MJ merely pointed; there were small sticks in the ground with orange flags attached to them all around our perimeter.

“Shit, now I look like the asshole.”

“Nothing ever really changes with you, man.” BT said, grabbing the post hole digger while handing me a shovel.

If we were in Florida, we would have finished the job in five or six hours. After ten, we were about halfway there. One does not have a firm grasp on frustration until they have dug dirt in Maine, the birthplace of rocks, apparently. The first hole had been a set-up, I think, because of the ease with which we had dug it. Every one after that had boulders that needed to be removed. I had argued heatedly that we should move the hole; Mad Jack, who was supervising the labor, had told us, in no uncertain terms, that could not happen. I wondered a few times that day if he could survive a shovel strike to the side of the head.

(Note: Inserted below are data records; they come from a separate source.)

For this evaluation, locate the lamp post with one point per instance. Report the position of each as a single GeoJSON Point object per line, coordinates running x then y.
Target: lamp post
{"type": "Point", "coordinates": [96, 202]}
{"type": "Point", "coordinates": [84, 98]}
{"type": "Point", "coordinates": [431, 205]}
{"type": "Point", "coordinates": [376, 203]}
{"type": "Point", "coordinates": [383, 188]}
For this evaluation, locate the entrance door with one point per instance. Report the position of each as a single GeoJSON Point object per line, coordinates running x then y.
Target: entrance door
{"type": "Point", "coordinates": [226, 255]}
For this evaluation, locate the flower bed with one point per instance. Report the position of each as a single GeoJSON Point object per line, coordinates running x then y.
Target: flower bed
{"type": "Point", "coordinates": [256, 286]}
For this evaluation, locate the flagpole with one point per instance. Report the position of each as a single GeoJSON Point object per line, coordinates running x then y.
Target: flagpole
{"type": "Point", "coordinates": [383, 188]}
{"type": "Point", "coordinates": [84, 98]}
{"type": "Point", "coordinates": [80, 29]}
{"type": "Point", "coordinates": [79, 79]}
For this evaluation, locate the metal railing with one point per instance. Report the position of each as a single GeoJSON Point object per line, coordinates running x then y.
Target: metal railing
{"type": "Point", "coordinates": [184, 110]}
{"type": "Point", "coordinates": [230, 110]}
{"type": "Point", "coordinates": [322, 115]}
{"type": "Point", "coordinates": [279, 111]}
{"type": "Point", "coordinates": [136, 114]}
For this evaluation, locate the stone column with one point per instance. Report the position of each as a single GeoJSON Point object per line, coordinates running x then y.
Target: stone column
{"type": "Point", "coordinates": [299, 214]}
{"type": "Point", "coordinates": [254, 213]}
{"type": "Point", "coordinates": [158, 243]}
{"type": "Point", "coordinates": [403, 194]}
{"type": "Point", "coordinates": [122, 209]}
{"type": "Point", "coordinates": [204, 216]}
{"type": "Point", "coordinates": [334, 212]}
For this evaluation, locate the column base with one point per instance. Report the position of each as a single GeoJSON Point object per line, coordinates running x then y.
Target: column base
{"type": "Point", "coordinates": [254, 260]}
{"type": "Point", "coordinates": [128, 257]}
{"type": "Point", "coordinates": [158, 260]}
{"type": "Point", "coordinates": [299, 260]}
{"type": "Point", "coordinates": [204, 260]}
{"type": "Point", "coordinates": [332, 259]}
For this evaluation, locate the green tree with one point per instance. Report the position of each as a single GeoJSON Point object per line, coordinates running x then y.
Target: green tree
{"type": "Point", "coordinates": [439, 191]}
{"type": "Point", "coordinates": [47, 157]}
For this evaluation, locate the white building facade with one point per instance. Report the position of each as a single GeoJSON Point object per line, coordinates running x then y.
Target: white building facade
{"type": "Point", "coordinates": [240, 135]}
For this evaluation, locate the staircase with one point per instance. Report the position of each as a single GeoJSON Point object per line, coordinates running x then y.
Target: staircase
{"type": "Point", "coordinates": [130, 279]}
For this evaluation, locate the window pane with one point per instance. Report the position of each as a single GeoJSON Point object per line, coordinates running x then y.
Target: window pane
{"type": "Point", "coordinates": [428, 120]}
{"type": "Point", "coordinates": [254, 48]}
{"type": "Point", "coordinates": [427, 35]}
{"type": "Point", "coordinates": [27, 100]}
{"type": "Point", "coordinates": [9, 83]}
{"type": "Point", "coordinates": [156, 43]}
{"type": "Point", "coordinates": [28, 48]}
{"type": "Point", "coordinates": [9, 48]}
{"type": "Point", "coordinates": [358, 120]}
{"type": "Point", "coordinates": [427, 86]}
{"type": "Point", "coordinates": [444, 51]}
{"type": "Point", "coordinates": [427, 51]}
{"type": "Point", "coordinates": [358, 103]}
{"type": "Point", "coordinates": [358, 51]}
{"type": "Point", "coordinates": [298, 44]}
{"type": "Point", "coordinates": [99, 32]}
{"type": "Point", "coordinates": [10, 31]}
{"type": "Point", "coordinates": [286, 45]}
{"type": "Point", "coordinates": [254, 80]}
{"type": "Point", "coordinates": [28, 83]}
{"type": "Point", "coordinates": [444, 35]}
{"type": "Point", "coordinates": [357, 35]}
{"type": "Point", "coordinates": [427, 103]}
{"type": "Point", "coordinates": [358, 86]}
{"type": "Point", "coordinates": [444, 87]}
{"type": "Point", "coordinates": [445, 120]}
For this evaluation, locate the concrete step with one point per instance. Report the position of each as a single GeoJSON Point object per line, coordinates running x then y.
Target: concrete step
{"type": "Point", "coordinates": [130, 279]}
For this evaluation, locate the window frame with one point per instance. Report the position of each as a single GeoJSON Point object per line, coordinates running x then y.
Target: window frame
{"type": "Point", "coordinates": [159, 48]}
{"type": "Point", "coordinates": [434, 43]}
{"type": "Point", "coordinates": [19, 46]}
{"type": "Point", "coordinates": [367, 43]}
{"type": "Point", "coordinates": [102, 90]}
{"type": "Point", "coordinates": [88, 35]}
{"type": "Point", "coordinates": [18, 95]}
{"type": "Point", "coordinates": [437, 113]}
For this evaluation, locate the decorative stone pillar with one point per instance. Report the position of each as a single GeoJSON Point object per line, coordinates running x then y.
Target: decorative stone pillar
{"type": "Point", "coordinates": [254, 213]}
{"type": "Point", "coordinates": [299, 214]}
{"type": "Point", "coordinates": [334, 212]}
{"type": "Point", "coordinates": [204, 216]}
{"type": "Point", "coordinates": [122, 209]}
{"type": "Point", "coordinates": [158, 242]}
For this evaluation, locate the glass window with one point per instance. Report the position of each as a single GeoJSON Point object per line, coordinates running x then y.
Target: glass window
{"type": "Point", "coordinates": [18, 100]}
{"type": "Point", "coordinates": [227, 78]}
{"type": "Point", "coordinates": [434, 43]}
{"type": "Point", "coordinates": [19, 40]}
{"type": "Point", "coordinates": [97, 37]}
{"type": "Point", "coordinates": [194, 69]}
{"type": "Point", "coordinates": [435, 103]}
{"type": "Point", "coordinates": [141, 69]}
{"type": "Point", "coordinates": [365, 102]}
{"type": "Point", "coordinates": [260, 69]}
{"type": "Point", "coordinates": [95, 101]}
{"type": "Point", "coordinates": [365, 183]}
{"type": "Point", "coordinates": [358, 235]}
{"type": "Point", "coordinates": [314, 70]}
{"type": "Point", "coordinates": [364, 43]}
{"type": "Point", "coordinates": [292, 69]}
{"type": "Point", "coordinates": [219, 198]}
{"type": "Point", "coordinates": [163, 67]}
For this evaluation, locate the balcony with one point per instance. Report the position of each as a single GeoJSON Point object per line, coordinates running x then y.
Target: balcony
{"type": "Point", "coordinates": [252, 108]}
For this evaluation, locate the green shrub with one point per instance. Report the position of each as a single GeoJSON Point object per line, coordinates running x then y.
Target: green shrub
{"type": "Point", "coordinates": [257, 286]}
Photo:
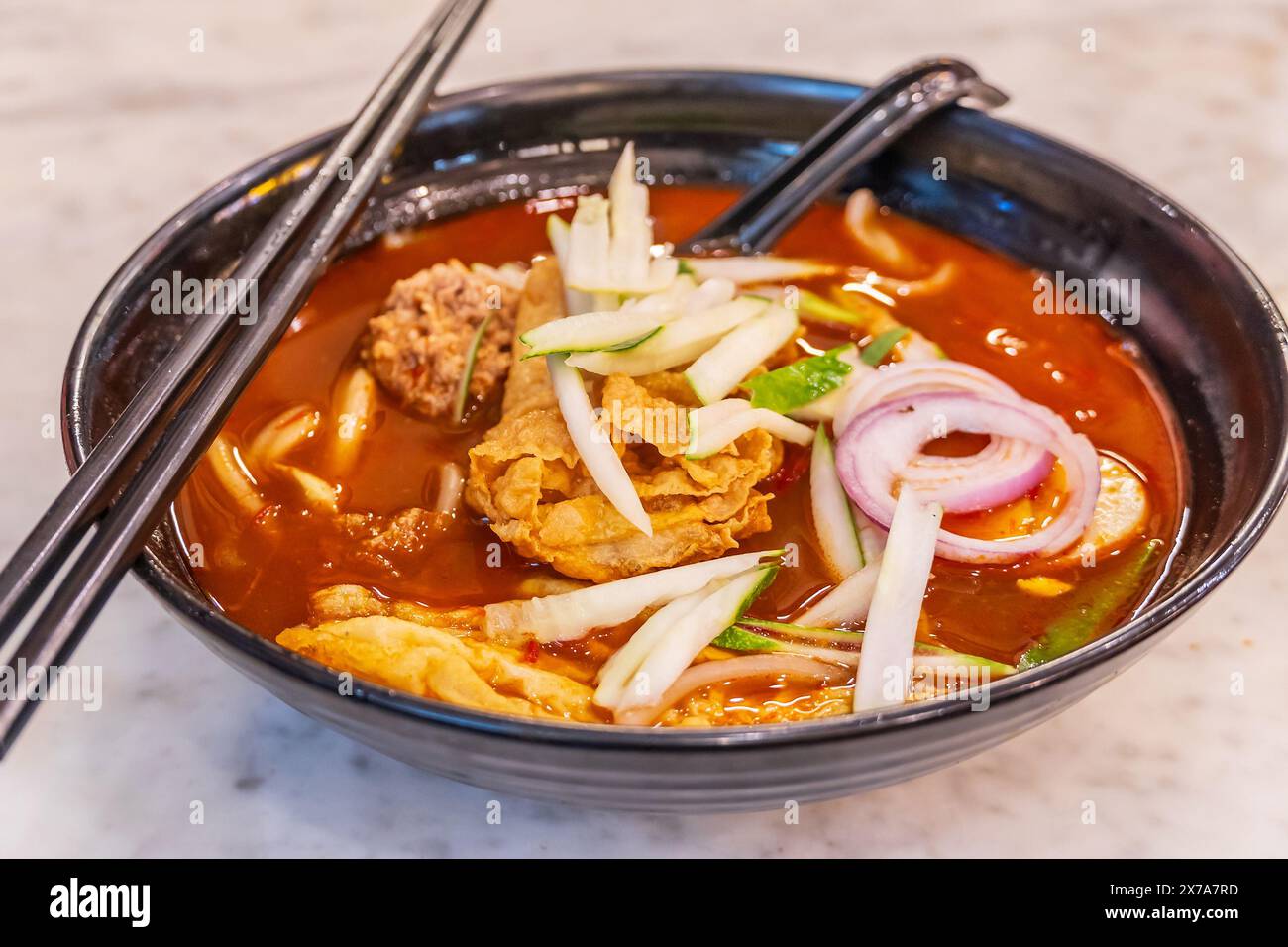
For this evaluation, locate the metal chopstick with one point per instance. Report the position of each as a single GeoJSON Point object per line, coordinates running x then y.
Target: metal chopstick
{"type": "Point", "coordinates": [121, 534]}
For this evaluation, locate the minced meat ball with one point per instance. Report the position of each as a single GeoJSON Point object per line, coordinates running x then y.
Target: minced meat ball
{"type": "Point", "coordinates": [416, 348]}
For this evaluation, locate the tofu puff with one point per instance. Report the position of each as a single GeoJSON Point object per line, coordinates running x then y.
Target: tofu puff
{"type": "Point", "coordinates": [429, 652]}
{"type": "Point", "coordinates": [527, 478]}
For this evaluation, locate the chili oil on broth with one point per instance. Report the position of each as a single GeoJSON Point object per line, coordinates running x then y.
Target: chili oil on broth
{"type": "Point", "coordinates": [1069, 363]}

Justin and Travis came out after a while to help. Justin looked like shit.

“How you doing?” I asked him, fearful he'd spent the entire night thinking about Jess.

“I'm okay.” He had a smile. “Avalyn didn't sleep much. I stayed up with her.”

“Avalyn?”

“The baby needed a name.”

“I guess she did. She doing all right?”

“I don't want to get gross, Dad, but, umm, Nicole is helping out.”

“With feeding?”

“Yeah, Dad, geez. You ever walk in on your sister breastfeeding two babies?”

“No.”

“It was horrible.”

On a fundamental level, I knew it was a beautiful act of nourishment and maternal bonding. That it was only a corporate greed that infused the unnatural aspect of this onto our perverse Western culture. Still though, I'm not ashamed to say I didn't want to watch my daughter breastfeeding. Maybe it made me realize she was no longer daddy's little girl. I don't know the reasons. I'm male. I don't dwell on my feelings much. Suffice it to say, I thought it was hilarious Justin was scarred and thrilled it wasn't me.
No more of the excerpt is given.